Тяжело ступая уставшими ногами, Прохор Ладанов подошел к избушке и, отодвинув засов, широко распахнул скрипучую дверь. В лицо ему дохнуло теплом и гарью. Прохор поморщился и, потоптавшись на месте, снял с плеч ружье и большой полотняный мешок. Он повертел мешок в руках, бросил его через порог, ружье поставил у стенки, а сам, растянув ворот мокрой от пота рубахи, уселся на пень возле оконца. Здесь приятно обдувало прохладным ветерком и тень развесистого кедра надежно защищала глаза от солнца.

Прохор был высок, широк в плечах, с густой копной серебристых волос. Красивый лоб, небольшие зоркие карие глаза под прямыми сросшимися бровями, нос с горбинкой, резко очерченный рот и густая окладистая борода придавали открытому, скуластому лицу его выражение сдержанной суровости и силы. В этом лице проглядывался и весь характер Прохора: немного замкнутый, спокойный, упрямый и своевольный.

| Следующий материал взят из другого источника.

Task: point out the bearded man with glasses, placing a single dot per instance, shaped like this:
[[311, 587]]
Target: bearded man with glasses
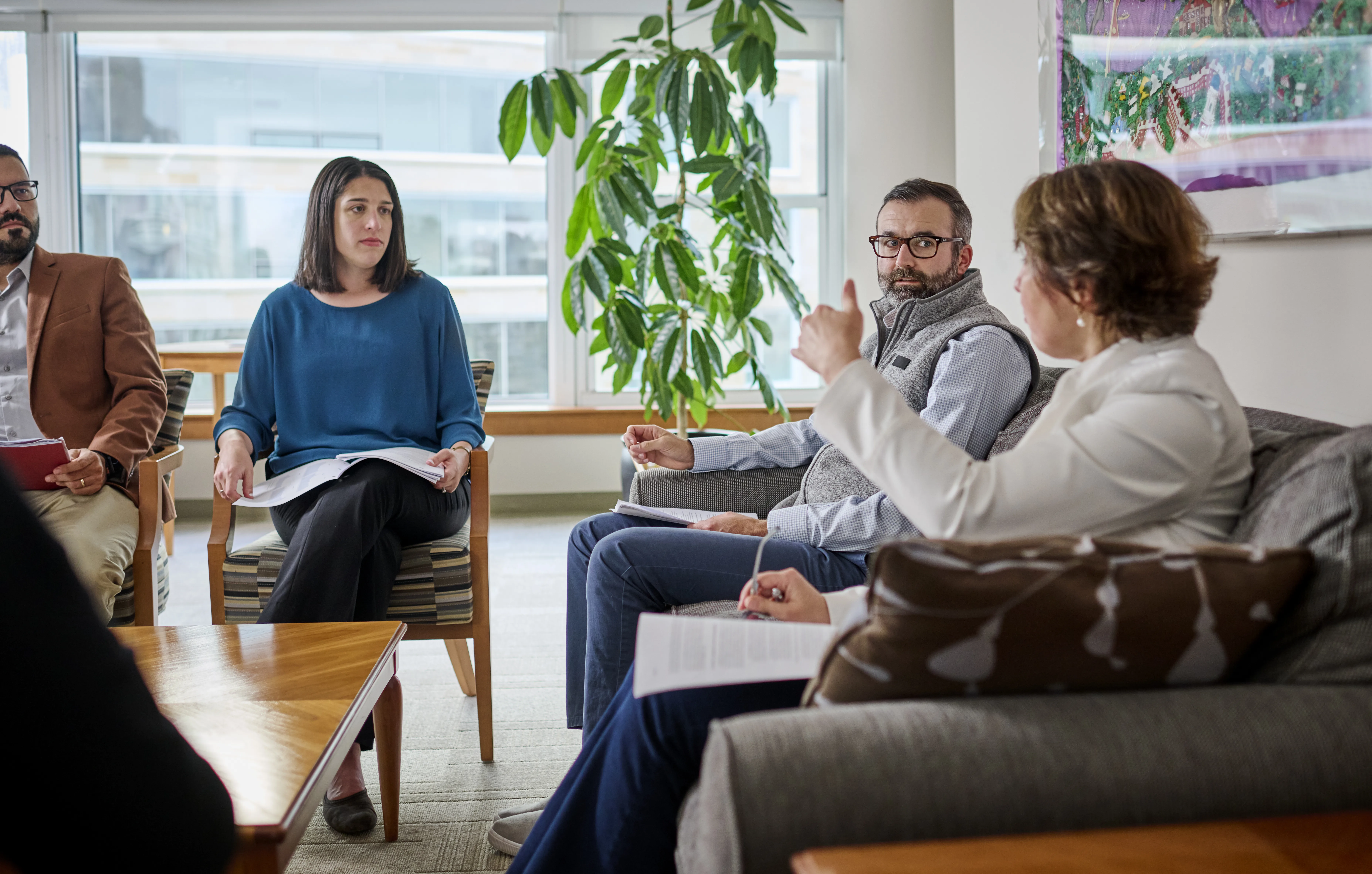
[[77, 361]]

Из кустов к нему выбежала пушистая серая лайка по кличке Белка и, повиляв хвостом, улеглась у ног. Прохор дал ей горбушку хлеба и, потягиваясь от усталости, огляделся по сторонам. Избушка, в которой он жил, когда уходил лесовать, стояла на склоне высокой каменистой сопки. Густо поросшая деревьями, сопка эта величаво возвышалась над тайгой. И Прохор любил смотреть, как простирался отсюда, скатываясь во все стороны книзу, кудрявый лес. Это была чудесная и вместе с тем необычайно величественная картина. За свою долгую жизнь Прохор привык уже к ней. Но никогда не уставал он любоваться ею и всякий раз снова и снова восхищался в душе могучим размахом девственной тайги.

Особенно нравилось ему встречать здесь утро. Он следил за первыми лучами, когда рассеивались бледные предутренние сумерки и солнце пряталось еще где-то за горизонтом. Тайга светлела сверху, с верхушек деревьев. Пробуждались птицы. С кедров то тут, то там срывались их шумливые стайки. Ветер заводил в ветвях веселую песню. Лес оживал. Небо голубело. Зеленые иголки ветвей отчетливее и ярче вырисовывались на его светлом фоне. Тонкая шелковистая кора кедров становилась совсем как восковая.

Так было в ясные солнечные дни.

Но Прохор знал и другую тайгу. В ненастную погоду, особенно осенью, она мрачнела и хмурилась под стать серому, покрытому тучами небу. Деревья тогда шумели. И было что-то задумчивое, вековое в их однообразном шуме. Скрип стволов, шорох ветвей, шелест листвы подлеска — все смешивалось в один грустный и суровый мотив. Лес прощался с теплыми днями и ждал холодной зимы. Прохору слышались в этом шуме и вздохи, и стоны, и еще что-то такое, от чего на душе у него всякий раз становилось тоскливо. И он начинал подумывать о деревне, о доме, о своей жене, и еще о том, что так вот, всю жизнь вдали от людей, жить нельзя. Кругом только деревья, деревья да дикие звери и больше ничего. А где-то села и города стоят. И люди там живут совсем по-другому. Кино смотрят, музыку слушают, собираются в гости. По вечерам зажигают электричество, и им от этого светло как днем. Работают они в коллективе, дома — тоже среди людей. Есть им всегда с кем поговорить и кого послушать. А тут — только тайга шумит да собака скулит, почуяв приближение непогоды.